Read Hilda Innocent vs Republic here

HILDA Innocent was charged with murdering her husband in 2014. During 2017, after a full trial, she was convicted and “sentenced to suffer death by hanging”. Her lawyers then brought a multi-pronged appeal against conviction and sentence. Even before those grounds were addressed by the parties, however, three judges of Tanzania’s highest court raised a problem of their own: even though the law clearly says that “all trials” before the high court have to involve assessors, the assessors sworn in during Innocent’s case played no role at all for much of the proceedings. Could it be said that the assessors “participated fully as required by law”, they asked.

Innocent’s legal representatives were quick to grab what might turn out to be quite literally a lifeline thrown by the court. The assessors were not helped to participate fully from the start of the trial as the law demanded, they said. The record did not show that the judge explained their role to them at the start of the trial. Nor did they ask a single question of the first three prosecution witnesses. This was a “fundamental” irregularity, they argued, and contravened the law on how assessors were supposed to engage in a high court trial. As they only started to participate at the middle of the case, they would have been hampered in giving a proper opinion to the judge at the end of the evidence.

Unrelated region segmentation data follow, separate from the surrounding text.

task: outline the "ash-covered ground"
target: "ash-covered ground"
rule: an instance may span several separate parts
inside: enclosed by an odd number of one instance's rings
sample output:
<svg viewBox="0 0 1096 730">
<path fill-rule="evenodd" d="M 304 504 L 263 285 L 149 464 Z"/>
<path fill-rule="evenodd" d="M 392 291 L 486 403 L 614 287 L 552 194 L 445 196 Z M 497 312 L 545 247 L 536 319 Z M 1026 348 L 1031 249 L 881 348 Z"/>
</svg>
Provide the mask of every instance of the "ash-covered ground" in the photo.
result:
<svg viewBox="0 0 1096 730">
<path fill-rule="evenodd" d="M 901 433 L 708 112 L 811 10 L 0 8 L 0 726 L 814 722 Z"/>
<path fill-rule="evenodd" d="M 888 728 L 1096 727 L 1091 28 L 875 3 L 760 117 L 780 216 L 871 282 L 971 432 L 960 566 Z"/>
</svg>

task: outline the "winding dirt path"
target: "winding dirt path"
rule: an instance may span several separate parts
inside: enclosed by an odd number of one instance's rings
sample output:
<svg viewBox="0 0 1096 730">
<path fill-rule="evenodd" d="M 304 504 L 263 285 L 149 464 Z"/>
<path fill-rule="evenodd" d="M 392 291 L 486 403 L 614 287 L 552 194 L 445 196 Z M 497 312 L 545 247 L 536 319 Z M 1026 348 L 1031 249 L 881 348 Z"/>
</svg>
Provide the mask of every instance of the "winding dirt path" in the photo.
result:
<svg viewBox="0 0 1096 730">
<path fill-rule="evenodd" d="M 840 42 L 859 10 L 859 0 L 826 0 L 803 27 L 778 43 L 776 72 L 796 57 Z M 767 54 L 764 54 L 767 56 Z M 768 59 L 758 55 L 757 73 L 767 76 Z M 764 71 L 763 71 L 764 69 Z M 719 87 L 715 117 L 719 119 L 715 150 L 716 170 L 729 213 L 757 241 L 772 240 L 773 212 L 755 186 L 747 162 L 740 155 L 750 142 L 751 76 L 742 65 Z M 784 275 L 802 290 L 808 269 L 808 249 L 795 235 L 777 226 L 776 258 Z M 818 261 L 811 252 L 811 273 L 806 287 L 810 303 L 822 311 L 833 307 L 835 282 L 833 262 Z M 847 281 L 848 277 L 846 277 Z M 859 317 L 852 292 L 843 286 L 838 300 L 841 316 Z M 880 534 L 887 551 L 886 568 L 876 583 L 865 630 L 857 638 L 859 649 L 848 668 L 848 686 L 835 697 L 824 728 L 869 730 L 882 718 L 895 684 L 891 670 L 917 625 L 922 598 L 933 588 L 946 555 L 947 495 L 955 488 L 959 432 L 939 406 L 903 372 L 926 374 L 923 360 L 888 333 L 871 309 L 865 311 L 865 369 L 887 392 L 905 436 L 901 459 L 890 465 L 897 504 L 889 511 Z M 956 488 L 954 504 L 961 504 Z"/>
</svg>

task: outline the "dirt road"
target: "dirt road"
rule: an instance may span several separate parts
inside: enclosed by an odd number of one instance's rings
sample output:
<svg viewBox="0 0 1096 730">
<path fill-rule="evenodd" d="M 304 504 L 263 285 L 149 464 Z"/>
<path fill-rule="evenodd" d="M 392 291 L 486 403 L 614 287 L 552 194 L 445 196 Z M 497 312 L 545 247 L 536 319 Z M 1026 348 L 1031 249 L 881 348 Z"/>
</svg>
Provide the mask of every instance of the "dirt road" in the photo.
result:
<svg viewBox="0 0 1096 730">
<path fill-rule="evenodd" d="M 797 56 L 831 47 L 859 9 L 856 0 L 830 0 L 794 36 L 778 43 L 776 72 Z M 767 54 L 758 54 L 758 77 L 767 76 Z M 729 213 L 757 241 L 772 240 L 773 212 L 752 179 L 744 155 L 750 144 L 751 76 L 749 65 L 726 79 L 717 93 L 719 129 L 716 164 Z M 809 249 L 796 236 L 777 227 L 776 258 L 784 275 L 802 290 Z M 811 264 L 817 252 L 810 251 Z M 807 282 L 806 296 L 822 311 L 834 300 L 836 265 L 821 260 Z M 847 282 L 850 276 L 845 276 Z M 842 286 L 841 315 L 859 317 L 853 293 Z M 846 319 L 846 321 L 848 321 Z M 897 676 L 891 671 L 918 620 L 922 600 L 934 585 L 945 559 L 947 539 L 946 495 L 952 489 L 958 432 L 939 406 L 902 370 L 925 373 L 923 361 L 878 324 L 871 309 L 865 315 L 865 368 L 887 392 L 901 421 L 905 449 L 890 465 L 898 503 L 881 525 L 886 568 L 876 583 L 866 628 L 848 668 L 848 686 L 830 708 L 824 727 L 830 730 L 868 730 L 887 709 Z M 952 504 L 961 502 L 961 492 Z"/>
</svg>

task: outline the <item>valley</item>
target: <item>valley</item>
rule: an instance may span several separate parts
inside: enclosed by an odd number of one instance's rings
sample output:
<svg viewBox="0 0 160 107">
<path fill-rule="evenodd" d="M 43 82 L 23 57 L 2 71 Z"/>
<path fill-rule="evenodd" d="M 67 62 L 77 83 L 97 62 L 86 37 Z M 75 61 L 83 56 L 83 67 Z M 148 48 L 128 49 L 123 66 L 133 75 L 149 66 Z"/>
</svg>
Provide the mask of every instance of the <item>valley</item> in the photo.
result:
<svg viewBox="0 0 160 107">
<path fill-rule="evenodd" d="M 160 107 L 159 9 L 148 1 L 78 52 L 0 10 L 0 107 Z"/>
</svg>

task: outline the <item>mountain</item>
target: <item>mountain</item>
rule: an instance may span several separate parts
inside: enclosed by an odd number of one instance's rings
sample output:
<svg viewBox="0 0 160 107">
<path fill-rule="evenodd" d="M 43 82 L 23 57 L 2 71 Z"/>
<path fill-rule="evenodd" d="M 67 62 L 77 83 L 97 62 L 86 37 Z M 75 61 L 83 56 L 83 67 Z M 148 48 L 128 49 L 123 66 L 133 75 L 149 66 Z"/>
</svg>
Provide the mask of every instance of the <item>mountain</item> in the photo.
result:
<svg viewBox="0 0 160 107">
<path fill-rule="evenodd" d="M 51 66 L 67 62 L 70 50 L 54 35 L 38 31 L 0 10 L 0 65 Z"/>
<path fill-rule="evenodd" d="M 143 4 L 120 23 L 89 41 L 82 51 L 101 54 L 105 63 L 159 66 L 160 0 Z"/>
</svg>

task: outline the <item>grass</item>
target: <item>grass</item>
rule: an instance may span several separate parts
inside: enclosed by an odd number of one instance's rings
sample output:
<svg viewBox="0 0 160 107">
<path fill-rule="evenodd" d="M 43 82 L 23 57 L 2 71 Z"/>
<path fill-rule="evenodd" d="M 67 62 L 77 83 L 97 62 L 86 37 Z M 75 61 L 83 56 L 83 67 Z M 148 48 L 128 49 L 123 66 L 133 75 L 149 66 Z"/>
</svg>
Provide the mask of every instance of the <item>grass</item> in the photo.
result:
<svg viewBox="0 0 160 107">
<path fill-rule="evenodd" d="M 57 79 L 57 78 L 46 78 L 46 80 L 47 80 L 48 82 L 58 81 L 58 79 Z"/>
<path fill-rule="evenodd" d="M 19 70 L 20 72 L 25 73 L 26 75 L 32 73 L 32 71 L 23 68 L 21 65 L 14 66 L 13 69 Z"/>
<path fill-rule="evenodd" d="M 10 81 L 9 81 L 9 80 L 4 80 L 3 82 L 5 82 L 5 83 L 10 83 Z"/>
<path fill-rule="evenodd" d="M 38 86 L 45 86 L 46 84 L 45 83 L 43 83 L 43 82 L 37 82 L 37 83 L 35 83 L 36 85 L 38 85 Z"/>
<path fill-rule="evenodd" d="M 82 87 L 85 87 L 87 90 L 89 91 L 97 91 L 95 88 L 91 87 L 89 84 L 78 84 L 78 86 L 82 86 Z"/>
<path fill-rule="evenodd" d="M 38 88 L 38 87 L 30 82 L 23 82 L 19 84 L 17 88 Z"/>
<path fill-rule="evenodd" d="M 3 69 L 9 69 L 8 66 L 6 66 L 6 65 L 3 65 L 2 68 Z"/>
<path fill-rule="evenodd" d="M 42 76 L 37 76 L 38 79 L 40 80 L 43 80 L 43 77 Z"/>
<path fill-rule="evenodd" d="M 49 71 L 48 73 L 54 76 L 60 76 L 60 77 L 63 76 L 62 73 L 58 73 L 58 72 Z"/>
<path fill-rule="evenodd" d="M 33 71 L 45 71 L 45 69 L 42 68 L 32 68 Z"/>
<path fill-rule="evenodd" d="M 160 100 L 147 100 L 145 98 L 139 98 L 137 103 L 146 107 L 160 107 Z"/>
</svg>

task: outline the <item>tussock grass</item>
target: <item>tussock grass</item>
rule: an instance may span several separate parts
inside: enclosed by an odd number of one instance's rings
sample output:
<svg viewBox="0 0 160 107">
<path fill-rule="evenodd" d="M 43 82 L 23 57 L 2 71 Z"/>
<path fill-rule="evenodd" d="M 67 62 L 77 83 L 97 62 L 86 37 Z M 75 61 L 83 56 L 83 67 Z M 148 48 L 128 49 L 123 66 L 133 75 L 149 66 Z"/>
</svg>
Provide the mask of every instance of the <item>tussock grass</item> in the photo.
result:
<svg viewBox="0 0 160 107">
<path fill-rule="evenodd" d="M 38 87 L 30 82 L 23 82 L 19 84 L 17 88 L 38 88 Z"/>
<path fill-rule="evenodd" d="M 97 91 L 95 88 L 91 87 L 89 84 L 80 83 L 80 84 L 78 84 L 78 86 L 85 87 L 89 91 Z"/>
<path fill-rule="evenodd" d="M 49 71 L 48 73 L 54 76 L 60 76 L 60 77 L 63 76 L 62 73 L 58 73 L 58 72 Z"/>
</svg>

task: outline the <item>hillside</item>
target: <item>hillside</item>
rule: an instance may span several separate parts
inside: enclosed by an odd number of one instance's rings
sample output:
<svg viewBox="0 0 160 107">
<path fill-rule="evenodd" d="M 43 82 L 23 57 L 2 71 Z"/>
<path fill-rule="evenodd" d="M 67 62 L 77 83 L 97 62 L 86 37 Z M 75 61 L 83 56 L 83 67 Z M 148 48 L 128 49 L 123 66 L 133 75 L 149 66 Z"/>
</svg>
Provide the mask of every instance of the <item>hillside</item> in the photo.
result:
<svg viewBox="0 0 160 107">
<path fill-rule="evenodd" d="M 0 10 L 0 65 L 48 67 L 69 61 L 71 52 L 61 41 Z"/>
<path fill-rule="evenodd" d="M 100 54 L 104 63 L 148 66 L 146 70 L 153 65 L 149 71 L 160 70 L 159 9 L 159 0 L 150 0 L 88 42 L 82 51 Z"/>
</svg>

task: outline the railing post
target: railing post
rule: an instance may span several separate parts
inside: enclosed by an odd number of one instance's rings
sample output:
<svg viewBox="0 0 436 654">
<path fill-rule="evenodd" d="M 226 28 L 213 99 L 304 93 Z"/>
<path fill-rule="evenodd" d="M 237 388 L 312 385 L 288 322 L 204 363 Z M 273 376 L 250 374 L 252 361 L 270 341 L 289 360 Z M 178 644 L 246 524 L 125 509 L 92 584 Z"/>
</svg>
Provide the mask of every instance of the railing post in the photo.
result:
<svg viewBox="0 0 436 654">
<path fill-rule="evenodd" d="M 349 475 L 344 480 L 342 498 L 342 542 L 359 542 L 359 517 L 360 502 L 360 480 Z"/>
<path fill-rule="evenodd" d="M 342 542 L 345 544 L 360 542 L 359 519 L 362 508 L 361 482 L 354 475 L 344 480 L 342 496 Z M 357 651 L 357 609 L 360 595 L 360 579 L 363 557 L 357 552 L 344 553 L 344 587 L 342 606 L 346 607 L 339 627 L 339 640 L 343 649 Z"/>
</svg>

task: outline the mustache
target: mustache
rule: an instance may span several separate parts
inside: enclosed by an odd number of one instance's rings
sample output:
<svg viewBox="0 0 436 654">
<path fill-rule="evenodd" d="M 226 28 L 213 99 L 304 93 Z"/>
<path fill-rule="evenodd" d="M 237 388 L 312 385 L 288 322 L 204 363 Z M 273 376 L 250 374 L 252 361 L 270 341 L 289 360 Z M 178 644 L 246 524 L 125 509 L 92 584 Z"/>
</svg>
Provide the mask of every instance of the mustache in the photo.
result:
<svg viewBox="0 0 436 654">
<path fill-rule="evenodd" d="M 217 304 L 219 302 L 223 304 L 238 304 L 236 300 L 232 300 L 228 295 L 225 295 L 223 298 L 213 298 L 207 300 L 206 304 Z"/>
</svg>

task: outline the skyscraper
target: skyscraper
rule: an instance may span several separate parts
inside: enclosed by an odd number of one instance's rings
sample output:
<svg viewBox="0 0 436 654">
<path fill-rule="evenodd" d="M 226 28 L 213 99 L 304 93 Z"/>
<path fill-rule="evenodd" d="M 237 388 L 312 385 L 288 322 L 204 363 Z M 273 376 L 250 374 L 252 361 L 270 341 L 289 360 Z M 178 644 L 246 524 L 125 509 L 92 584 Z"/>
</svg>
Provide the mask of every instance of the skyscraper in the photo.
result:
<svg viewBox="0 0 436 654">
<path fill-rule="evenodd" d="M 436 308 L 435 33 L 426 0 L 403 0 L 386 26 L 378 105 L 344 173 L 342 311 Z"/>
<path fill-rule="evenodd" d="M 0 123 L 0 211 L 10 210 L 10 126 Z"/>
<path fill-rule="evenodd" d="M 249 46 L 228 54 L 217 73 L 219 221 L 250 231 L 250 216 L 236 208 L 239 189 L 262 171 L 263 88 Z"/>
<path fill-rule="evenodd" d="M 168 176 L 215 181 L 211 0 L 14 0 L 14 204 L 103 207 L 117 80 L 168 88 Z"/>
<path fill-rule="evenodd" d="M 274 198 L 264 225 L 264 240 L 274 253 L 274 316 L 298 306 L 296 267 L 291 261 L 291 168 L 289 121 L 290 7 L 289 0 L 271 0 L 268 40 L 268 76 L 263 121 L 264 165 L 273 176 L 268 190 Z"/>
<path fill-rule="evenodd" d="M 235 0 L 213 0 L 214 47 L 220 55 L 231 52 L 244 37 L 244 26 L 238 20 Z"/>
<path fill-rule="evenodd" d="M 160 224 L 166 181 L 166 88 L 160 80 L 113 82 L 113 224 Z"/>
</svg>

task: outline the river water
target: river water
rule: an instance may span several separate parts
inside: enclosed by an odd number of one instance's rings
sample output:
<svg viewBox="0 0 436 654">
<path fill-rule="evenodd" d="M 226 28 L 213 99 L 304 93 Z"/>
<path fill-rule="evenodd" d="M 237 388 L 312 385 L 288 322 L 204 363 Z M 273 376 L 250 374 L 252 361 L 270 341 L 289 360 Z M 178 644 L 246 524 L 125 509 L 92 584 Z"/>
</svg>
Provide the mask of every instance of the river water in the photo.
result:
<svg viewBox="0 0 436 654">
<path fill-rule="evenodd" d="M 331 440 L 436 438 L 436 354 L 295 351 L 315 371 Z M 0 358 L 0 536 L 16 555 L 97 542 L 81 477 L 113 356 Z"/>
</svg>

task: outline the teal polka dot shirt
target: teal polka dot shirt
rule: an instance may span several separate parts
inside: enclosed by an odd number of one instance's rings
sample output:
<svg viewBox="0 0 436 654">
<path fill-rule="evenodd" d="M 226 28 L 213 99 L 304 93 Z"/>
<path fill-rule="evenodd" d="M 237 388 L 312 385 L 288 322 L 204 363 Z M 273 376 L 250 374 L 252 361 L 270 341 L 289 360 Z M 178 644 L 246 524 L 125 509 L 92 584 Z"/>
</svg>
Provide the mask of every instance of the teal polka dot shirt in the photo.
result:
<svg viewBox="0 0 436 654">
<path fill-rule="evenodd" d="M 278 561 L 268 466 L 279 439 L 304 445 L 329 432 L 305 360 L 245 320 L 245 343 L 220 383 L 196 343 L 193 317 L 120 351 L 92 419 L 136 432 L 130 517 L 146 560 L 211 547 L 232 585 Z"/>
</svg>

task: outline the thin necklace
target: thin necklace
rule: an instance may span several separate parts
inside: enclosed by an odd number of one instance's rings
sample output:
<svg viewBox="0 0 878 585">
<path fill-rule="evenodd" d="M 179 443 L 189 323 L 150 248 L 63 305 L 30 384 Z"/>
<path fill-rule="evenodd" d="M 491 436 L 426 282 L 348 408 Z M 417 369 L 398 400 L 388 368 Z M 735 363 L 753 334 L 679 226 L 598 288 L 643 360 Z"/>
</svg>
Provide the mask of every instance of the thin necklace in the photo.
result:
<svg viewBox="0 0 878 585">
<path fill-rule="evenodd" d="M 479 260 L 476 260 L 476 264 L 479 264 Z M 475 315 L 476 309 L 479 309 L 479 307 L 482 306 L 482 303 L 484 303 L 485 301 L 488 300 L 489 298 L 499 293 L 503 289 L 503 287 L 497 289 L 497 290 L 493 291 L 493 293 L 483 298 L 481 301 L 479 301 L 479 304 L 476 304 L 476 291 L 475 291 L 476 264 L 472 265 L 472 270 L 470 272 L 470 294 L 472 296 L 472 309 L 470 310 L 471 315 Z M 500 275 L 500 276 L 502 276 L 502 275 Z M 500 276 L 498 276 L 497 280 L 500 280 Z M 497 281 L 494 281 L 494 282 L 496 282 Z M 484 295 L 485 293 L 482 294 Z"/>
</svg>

Innocent’s counsel therefore urged the court to throw out the conviction, set aside the death sentence, and order a retrial before another judge and other assessors.

The prosecution tried to minimize the problem. Though it was “not indicated” whether the judge had even explained to the assessors their role and responsibility, still this was not fatal as “it is a rule of practice and not a rule of law”. Failure by the judge to brief the assessors and their failure to participate fully in asking questions of the first group of witnesses did not cause any injustice to the accused, they said.

Faced with this contradiction, the appeal court said it could not be doubted that the participation of the assessors in the trial “left much to be desired” in complying with the law.

At least two assessors must be involved in all Tanzanian high court trials. Unlike SA courts where assessors, if they sit, are generally retired magistrates or experienced lawyers, assessors in Tanzanian trial seem to be ordinary members of the public, acting almost like a residual jury. Part of the Criminal Procedure Act, for example, says that “all persons between the ages of 21 and 60 years shall be liable to serve as assessors”. And the Tanzania Evidence Act says that assessors “may put any question to the witnesses, through or by leave of the judge, which the judge himself might put and which he considers proper.”

In Innocent’s appeal the judges said there was no doubt that in any high court trial involving assessors their full participation was a “necessity” rather than a formality, and a judge had to make sure that they were involved “at every stage”. There were also binding decisions making clear the important role that assessors were expected to play in a trial. These included a 1990 appeal court decision that said assessors had the task of “helping” a trial judge. To do this they should put their questions and express their opinions. The full involvement of assessors in a trial was an essential part of the process, the court had said, and “its omission is fatal, (rendering) the trial a nullity.”

In Innocent’s case three assessors were sworn in, but for some time they played no role. Even once they started to participate this was still not “substantial” and the appeal judges questioned whether they had been properly informed by the judge of what they were supposed to do.

If the court simply ignored the fact that the assessors played virtually no role for much of the trial, or if it ignored the evidence of witnesses who were not questioned by the assessors, this would defeat the law’s mandatory requirements.

The appeal judges concluded: “In the end, we are left with no other option (than to) nullify the proceedings and the judgment of the trial court, quash conviction and set aside the sentence of death imposed”. They also ordered a retrial before a different judge and assessors, adding that since Innocent had been in custody for four years already the retrial should be held as quickly as possible.

If she is again sentenced to death, Innocent will join more than 500 people on death row in Tanzania, at least 20 of whom are women. The death penalty continues to be imposed by the courts there although the last person executed was in 1994. The death penalty is regarded as appropriate only for treason and murder. However, while judges have interpreted the law to mean that in cases of treason it is not mandatory, they continue to consider that in cases of murder they are obliged to sentence the convicted person to death. Academic studies suggest that most Tanzanian prosecutions for murder end in with a manslaughter verdict.